When deploying this reference architecture, consider these options.
- Data Sources
We're seeing the possibility of IoT solutions continually monitoring and reporting data about a patient, such as heart rate, and apps that allow patients to simply record events, such as dietary habits or medical events such as fits and seizures. This information can provide a great deal of additional insight, be incorporated into medical records, and be analyzed using medical expertise supported by AI/ML. Such data feeds suggest using event-stream technologies such as Kafka, which capture these events quickly and efficiently and can store the data in a natural time-series manner.
When finding patterns and anomalies that can help with diagnosis, generally, the more data about a patient that can be captured and organized into (semi-)structured data that can be easily queried, the better. So sourcing patient data, such as family history and data held by other medical organizations, with the patient's permission, may reveal insights without necessarily revealing specific individual facts.
AI training requires processing high-resolution images and will need to reoccur periodically (for example, to accommodate newer image formats or higher-quality imaging). This model updating needs to be performed such that it does not impact patients undergoing diagnosis or treatment. This is done by running model updates in an isolated environment, and then scaling the current environment to a point where both the operational environment and training environment can coexist without resource competition or resource allocation issues.
In a clinical context, security will be paramount as such requirements are highly regulated. Not only can the data be considered of value, but the ability to disrupt access and use of the data through accidental or deliberate actions is also crucial. So the services involved with such data need to be secure.

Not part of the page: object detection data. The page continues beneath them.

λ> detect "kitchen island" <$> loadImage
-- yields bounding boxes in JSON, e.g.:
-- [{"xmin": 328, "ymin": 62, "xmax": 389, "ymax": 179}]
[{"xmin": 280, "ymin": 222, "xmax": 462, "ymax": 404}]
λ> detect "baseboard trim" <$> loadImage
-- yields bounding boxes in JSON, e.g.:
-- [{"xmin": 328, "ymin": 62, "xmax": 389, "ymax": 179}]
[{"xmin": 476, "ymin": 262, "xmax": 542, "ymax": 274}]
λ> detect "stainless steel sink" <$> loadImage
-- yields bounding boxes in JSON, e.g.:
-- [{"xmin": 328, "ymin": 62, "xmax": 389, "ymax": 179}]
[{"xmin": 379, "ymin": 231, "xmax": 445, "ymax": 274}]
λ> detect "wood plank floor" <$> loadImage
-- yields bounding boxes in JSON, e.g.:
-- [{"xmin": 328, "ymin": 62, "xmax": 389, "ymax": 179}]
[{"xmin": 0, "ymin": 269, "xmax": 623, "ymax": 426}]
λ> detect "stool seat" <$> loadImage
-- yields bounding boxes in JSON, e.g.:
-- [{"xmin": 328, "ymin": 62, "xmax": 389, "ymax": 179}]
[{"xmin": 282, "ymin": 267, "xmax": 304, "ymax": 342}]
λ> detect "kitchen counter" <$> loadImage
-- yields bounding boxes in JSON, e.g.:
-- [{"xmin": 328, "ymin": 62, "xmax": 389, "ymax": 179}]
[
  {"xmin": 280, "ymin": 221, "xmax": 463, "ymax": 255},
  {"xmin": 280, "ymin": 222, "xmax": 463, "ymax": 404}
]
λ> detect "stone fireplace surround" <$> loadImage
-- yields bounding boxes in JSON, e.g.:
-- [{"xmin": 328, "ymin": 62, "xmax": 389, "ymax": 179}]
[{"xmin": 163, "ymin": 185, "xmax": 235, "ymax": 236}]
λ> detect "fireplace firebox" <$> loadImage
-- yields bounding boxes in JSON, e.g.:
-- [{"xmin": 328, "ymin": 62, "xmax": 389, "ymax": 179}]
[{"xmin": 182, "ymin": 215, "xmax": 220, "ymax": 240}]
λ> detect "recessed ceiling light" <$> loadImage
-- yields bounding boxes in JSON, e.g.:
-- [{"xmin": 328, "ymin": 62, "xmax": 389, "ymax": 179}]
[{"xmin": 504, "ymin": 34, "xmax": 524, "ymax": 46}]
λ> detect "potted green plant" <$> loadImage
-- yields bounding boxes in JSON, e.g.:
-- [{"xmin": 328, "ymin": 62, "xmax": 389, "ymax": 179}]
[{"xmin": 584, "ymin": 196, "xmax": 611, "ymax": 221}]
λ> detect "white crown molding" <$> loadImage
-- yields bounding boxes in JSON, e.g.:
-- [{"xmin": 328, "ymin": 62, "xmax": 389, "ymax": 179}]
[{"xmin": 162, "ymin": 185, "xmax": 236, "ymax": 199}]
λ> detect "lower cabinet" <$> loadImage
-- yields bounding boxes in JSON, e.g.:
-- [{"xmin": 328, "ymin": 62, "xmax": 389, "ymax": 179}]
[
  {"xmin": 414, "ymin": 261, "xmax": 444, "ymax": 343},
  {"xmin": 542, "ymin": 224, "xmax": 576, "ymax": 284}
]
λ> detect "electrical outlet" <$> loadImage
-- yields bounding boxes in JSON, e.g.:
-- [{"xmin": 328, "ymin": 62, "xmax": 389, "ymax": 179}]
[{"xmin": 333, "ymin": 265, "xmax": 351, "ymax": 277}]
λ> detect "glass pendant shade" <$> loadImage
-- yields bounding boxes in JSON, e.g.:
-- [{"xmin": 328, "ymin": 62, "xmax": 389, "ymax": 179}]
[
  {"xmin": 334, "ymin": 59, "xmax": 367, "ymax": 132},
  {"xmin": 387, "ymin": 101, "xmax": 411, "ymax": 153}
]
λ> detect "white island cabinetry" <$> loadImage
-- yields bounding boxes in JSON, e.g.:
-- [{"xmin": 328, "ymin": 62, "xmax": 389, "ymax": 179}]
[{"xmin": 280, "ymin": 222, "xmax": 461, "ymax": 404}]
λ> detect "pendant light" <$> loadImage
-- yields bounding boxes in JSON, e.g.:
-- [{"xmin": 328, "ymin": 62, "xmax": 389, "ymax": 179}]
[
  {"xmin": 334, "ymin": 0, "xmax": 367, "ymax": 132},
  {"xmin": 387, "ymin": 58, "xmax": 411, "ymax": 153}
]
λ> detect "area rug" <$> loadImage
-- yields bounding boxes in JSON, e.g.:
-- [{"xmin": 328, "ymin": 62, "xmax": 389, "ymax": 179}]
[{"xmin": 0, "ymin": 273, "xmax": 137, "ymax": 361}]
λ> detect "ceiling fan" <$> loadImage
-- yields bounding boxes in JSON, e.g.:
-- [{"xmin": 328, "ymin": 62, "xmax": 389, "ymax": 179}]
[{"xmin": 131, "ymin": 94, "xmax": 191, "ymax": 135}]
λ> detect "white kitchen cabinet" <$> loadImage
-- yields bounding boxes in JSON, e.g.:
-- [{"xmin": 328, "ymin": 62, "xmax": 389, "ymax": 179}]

Migrating services into cloud environments removes a number of issues around resilience and availability from the medical center. The cloud provider cannot guarantee the availability of the networking. As a result, network resilience and fallback options must be actively owned to ensure continued availability in case of a "last mile" fault. Additionally, it is best that an organization with critical dependencies on such failure scenarios periodically exercise the cut-over and cut-back. So in the event of really needing it, the process is run as if it was any other regular process.
Any particular use case may not require all the lakehouse services identified. These reflect the comment technologies associated with the application of a lakehouse. For example, if Oracle Big Data Cloud Service is not needed, it should not be deployed. Object storage could be used intelligently by placing images not being needed into a lower-performance storage configuration; when an event occurs relating to the patient, the content is moved to a higher-performance storage configuration. This is, in many respects, like the same principles a database applies to its storage—moving data in and out of cache, rapid access storage (e.g., NVMe), and slower spinning disks.